The Epochal Budget (1991)

The Epochal Budget as it was called, presented by Manmohan Singh in 1991. The country was going through a precarious balance of payments and the budget was presented amid the Indian economic crisis, which marked the beginning on economic liberalisation. The then Finance Minister Manmohan Singh had stated, " There is no time to lose. Neither the Government nor the economy can live beyond its means year after year. The room for manoeuvre, to live on borrowed money or time, does not exist anymore. Any further postponement of macroeconomic adjustment, long overdue, would mean that the balance of payments situation, now exceedingly difficult, would become unmanageable and inflation, 3 already high, would exceed limits of tolerance. For improving the management of the economy, the starting point, and indeed the centre-piece of our strategy, should be a credible fiscal adjustment and macro-economic stabilisation during the current financial year, to be followed by continued fiscal consolidation thereafter. This process would, inevitably, need at least three years, if not longer, to complete. But there can be no adjustment without pain. The people must be prepared to make necessary sacrifices to preserve our economic independence and restore the health of our economy” 

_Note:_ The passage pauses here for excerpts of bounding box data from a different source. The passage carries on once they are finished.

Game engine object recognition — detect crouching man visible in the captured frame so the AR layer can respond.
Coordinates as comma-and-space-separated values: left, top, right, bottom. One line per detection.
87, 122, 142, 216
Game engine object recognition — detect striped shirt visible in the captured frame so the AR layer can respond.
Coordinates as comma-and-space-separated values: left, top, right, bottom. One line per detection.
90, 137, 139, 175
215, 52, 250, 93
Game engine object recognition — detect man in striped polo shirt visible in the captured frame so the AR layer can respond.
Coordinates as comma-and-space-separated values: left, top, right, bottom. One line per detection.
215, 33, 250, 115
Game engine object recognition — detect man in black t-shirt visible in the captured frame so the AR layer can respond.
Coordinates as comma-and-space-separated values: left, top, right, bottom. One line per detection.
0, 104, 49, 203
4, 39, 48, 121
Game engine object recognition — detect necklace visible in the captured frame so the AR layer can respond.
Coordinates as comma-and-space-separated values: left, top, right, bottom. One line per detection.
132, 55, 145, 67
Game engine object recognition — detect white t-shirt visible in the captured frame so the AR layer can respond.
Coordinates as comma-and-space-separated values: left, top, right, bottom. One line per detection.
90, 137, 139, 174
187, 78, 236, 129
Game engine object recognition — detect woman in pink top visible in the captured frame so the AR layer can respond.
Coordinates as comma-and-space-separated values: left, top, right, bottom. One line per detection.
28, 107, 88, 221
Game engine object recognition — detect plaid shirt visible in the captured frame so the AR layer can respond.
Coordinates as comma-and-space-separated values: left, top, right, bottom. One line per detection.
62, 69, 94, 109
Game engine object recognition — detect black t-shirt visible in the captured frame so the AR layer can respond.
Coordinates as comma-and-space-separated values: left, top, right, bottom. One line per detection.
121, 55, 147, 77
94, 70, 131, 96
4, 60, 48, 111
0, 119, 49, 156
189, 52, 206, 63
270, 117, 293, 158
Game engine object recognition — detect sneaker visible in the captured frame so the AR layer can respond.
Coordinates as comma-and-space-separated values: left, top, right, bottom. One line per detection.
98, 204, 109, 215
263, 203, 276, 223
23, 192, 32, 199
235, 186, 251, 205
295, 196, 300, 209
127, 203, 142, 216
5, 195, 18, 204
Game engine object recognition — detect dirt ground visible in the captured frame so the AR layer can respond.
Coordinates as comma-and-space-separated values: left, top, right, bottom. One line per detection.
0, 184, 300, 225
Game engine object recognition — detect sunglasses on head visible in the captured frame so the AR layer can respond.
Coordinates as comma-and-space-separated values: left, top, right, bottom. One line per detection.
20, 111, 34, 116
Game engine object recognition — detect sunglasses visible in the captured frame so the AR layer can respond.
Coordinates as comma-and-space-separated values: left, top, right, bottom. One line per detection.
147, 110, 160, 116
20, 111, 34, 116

Under the Narasimha Rao government, overhauled the import-export policy and took measures to make Indian economy more global trade friendly. The customs duty was slashed from peak 220% to 150% and steps were taken to promote exports. Arguably, it was after this budget, India in the next two decades turned out to become one of the fastest growing emerging economies in the world.

 

The Black Budget (1973)

Former Finance Minister Yashwantrao B. Chavan presented this budget on February 28, 1973, The Black Budget is a term used for budgets because it allocates fund for secret or classified projects., He got this name due to the high budget deficit, which at the time was Rs 550 crore.

Budget also provided Rs 56 crore for the nationalisation of the general insurance companies, Indian Copper Corp, and coal mines. He aimed at allowing the uninterrupted supply of coal in line with the growing demand for coal in industries like power, cement, and steel.

He aimed at allowing the uninterrupted supply of coal in line with the growing demand for coal in industries like power, cement, and steel.

At the time, he also believed that the interest of mine workers would be best served in a government-run set-up.

His decision to do so is believed by many, to have had an adverse effect on coal production in the long run as bundling of coal assets under a single government-owned entity meant there was no scope for competition within the market. Furthermore, reports suggest that due to this decision, there remained little incentive for deployment of efficient production techniques and the introduction of new technologies in the coal industry.

 

The Dream Budget (1997)

Former Finance Minister P. Chidambaram unleashed high octane tax reforms in his "dream" Budget for the year 1997-98. His predecessor Manmohan Singh might have saved the country the blushes with his path-breaking Budget of 1991, but the government he belonged to was voted out of power in 1996. Economic reforms were increasingly being seen as anti-poor. The budget was called the Dream Budget by media because under the United Front government, made significant changes to bring down personal income tax and corporate tax. Chidambaram brought down the highest personal income tax rate from 40% to 30%, did away with many surcharges and slashed royalty rates. The lower tax rates helped increase compliance and were welcomed by common people.

 

The Millenium Budget (2000)

Finance Minister Yashwant Sinha presented this budget on February 29, 2000 with an intention to promote India as a major software development hub. The introduction of software export led to an exceptional growth in the Indian IT industry, which was hailed as a courageous decision by policy experts. His decision to phase out incentives coupled with lower customs duty on 21 items, including computers and CD Roms, for the IT sector, led to the growth of the sector.